Wednesday, March 28, 2012

Fannie Mae and Freddie Mac Putting "Profits Before People"?

Now that Fannie and Freddie are essentially owned by the taxpayers, why aren’t these institutions doing more to help homeowners? Particularly, why are they so adamantly against allowing mortgage principal reductions?

These are questions that ProPublica, “an independent, non-profit newsroom that produces investigative journalism in the public interest,” has been following and reporting on in a recent series of articles. I’m highlighting two of those articles in this blog.

Inherently Conflicting Purposes

Why Fannie and Freddie Are Hesitating to Help Homeowners” describes “Fannie and Freddie's role in the housing market, and why it seems as if their actions often go against the interests of homeowners.” At the heart of it, these two institutions operate within a conflict about their core purpose: they were set up to make home ownership more accessible, but they are also supposed to make a profit. This first purpose would encourage Fannie and Freddie to be as flexible as possible to allow distressed homeowners to keep their homes. But the profit-making purpose would seem to run counter to letting homeowners too easily get out of their mortgage commitments.

Tax-Payer Takeover Only Complicated the Conflict

Now that taxpayers stand to gain or lose many billions of dollars depending on the profitability of Freddie and Fannie, that would seem to put more emphasis on profit-making and less on homeowner relief. On the other hand, providing significantly more help for distressed homeowners would arguably help stabilize home prices and improve the economy to everyone’s benefit.


As the ProPublica article states:


The two aims of Fannie and Freddie are continually at odds — policies encouraging refinancing and forgiveness for more mortgage holders can increase costs to the taxpayer-owned companies. While the administration has made relief for homeowners their priority, [Edward] DeMarco [the acting head of the Federal Housing Finance Agency (FHFA), which oversees Fannie and Freddie] says his agency's priority is to protect Fannie and Freddie's profits, aka taxpayers' assets. Of course, many of those taxpayers are struggling homeowners, and that is at the heart of the dilemma over Fannie and Freddie's future.

Mortgage Principal Reduction Caught between the Conflicting Purposes

A second ProPublica article addresses whether Fannie and Freddie will allow some homeowners to reduce their mortgage principal balances. That decision hangs in the political balance because of this same conflict between profitability and helping homeowners:


The Obama administration has repeatedly tried to push principal reduction — reducing the size of a borrower's mortgage — as a way to help homeowners, especially those with homes worth less than their mortgages.

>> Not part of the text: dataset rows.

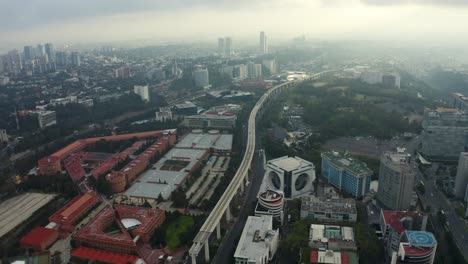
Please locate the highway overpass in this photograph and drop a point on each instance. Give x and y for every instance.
(240, 178)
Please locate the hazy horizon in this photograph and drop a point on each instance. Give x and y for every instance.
(429, 22)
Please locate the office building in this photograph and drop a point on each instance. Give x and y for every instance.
(50, 51)
(142, 91)
(328, 257)
(208, 120)
(271, 65)
(254, 70)
(328, 210)
(258, 242)
(444, 134)
(270, 203)
(63, 58)
(221, 46)
(394, 223)
(292, 176)
(391, 81)
(4, 80)
(28, 53)
(228, 71)
(201, 78)
(331, 237)
(461, 180)
(345, 173)
(75, 59)
(185, 109)
(3, 136)
(263, 43)
(396, 181)
(241, 72)
(228, 47)
(460, 101)
(46, 118)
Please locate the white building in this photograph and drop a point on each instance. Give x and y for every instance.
(201, 78)
(3, 135)
(271, 66)
(461, 180)
(164, 114)
(142, 91)
(258, 242)
(291, 175)
(46, 118)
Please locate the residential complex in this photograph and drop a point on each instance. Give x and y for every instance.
(345, 173)
(444, 134)
(396, 181)
(292, 176)
(328, 210)
(258, 242)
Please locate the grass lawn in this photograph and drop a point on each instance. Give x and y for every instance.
(176, 228)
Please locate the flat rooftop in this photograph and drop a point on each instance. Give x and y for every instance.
(345, 162)
(16, 210)
(255, 236)
(322, 204)
(206, 141)
(290, 163)
(157, 181)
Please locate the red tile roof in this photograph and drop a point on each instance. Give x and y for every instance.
(102, 256)
(38, 236)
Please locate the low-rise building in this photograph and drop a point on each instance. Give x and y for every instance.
(328, 210)
(331, 237)
(292, 176)
(270, 203)
(345, 173)
(46, 118)
(258, 242)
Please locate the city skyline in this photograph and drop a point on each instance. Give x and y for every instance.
(395, 20)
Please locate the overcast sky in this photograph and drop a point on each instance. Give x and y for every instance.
(34, 21)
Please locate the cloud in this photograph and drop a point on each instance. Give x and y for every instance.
(416, 2)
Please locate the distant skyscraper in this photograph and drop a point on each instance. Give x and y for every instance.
(228, 47)
(40, 51)
(201, 78)
(75, 58)
(461, 180)
(221, 46)
(50, 51)
(396, 181)
(263, 43)
(28, 53)
(174, 67)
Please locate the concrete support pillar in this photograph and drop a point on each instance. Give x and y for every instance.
(218, 230)
(207, 252)
(228, 214)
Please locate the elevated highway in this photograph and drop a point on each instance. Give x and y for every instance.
(240, 178)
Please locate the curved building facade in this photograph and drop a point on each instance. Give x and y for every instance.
(292, 176)
(270, 203)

But... time and again, Fannie and Freddie wouldn't participate: a crippling problem, since the two companies own or guarantee about half of the country's mortgages.

[Edward] DeMarco [the interim head of the Federal Housing Finance Agency (FHFA), says principal reduction could cost taxpayers $100 billion. Some economists counter that while principal reductions might lead to a short-term hit for Fannie and Freddie, it would ultimately result in fewer underwater mortgages, fewer foreclosures and a healthier housing market — all good for Fannie and Freddie's bottom line.

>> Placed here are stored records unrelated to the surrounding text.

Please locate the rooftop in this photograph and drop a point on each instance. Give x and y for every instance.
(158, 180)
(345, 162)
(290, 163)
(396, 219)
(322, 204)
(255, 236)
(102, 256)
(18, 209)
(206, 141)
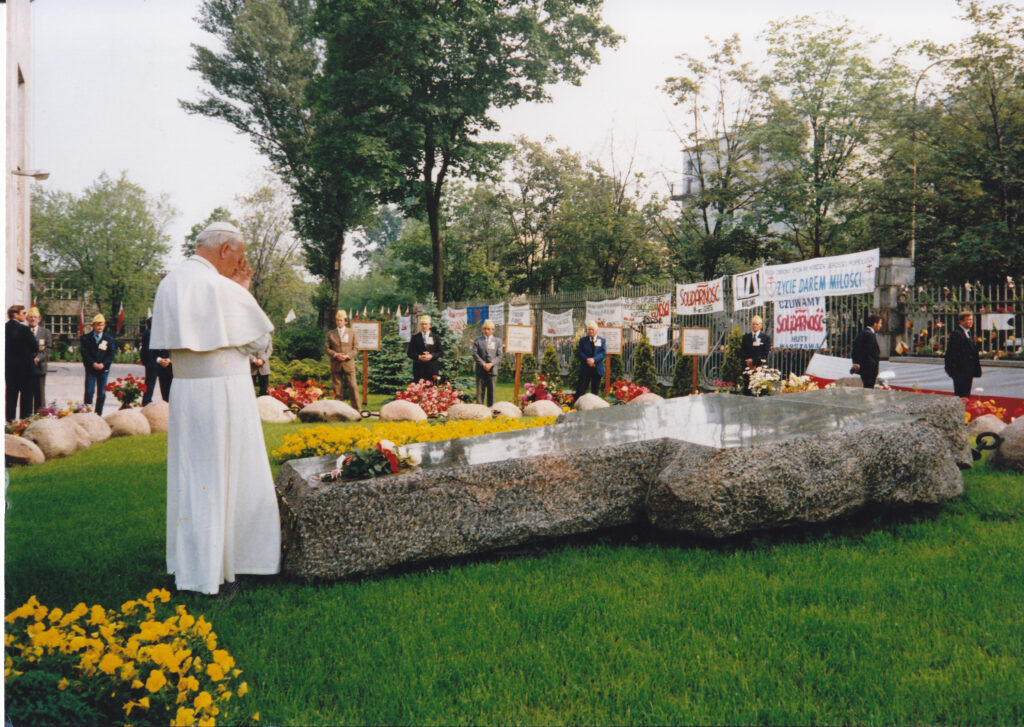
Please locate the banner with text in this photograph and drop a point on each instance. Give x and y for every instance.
(456, 318)
(556, 325)
(519, 314)
(647, 309)
(657, 335)
(606, 312)
(476, 314)
(747, 290)
(841, 274)
(800, 323)
(694, 298)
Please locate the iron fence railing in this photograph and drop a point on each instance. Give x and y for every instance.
(929, 312)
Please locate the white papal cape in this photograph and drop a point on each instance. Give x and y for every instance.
(221, 507)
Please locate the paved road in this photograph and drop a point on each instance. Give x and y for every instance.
(66, 381)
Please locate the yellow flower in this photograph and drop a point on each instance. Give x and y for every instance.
(110, 663)
(97, 614)
(156, 681)
(223, 659)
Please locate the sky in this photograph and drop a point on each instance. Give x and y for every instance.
(108, 75)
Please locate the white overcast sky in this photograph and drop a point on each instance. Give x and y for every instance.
(108, 75)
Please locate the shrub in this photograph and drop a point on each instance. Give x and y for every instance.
(644, 373)
(732, 367)
(550, 368)
(682, 377)
(390, 368)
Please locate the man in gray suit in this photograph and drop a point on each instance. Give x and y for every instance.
(44, 341)
(487, 351)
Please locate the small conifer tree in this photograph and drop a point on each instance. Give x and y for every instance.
(644, 373)
(732, 367)
(682, 377)
(551, 369)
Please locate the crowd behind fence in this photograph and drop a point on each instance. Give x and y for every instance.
(929, 312)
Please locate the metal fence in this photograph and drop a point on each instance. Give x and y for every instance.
(929, 312)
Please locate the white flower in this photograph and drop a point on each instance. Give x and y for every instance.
(413, 458)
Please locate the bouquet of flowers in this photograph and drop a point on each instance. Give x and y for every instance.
(764, 381)
(380, 460)
(627, 391)
(127, 389)
(298, 394)
(433, 398)
(538, 391)
(976, 409)
(798, 383)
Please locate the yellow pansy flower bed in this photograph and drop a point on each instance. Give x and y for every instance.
(148, 663)
(328, 439)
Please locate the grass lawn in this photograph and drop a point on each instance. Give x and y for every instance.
(907, 618)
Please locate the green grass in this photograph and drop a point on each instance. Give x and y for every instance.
(900, 618)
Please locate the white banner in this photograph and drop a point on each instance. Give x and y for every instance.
(747, 290)
(647, 309)
(695, 298)
(841, 274)
(997, 322)
(519, 314)
(607, 313)
(800, 323)
(555, 325)
(657, 335)
(404, 327)
(456, 318)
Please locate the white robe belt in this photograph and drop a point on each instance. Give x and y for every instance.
(209, 365)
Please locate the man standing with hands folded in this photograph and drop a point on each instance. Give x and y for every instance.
(340, 349)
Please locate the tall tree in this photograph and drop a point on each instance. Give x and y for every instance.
(110, 241)
(431, 71)
(825, 100)
(720, 135)
(258, 82)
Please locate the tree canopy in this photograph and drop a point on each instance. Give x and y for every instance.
(110, 241)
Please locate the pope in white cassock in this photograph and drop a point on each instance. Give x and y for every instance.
(221, 507)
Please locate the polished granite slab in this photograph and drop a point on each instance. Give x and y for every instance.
(715, 465)
(719, 421)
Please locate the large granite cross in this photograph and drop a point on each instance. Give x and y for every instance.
(714, 465)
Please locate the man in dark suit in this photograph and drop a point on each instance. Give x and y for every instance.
(19, 350)
(158, 368)
(591, 351)
(425, 350)
(487, 351)
(340, 349)
(865, 354)
(97, 355)
(44, 341)
(962, 361)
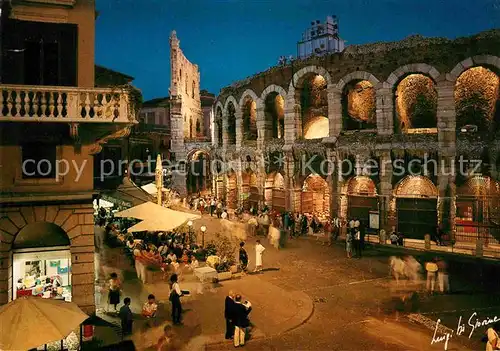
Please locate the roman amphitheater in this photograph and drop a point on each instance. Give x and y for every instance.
(433, 101)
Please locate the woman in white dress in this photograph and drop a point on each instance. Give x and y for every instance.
(259, 250)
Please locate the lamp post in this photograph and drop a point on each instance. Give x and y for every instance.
(203, 230)
(190, 232)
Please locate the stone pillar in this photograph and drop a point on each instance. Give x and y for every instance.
(446, 118)
(334, 111)
(292, 116)
(260, 121)
(385, 109)
(385, 196)
(239, 129)
(178, 148)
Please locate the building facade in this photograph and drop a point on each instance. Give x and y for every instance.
(402, 135)
(53, 120)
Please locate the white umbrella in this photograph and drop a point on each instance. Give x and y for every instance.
(29, 322)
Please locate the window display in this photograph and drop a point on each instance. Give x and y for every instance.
(46, 274)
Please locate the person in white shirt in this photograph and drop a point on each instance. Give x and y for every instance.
(259, 250)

To give DeMarco the last word, until my next blog:


DeMarco has... [told] Congress many times that "as conservator, FHFA has a statutory responsibility to preserve and conserve the enterprises' assets." In plainer terms, he [states] that his role is to "make sure Fannie Mae and Freddie Mac undertake activities that don't cause further losses for the American taxpayers."


DeMarco has strongly asserted his independence insisting that he is promoting needed fiscal discipline.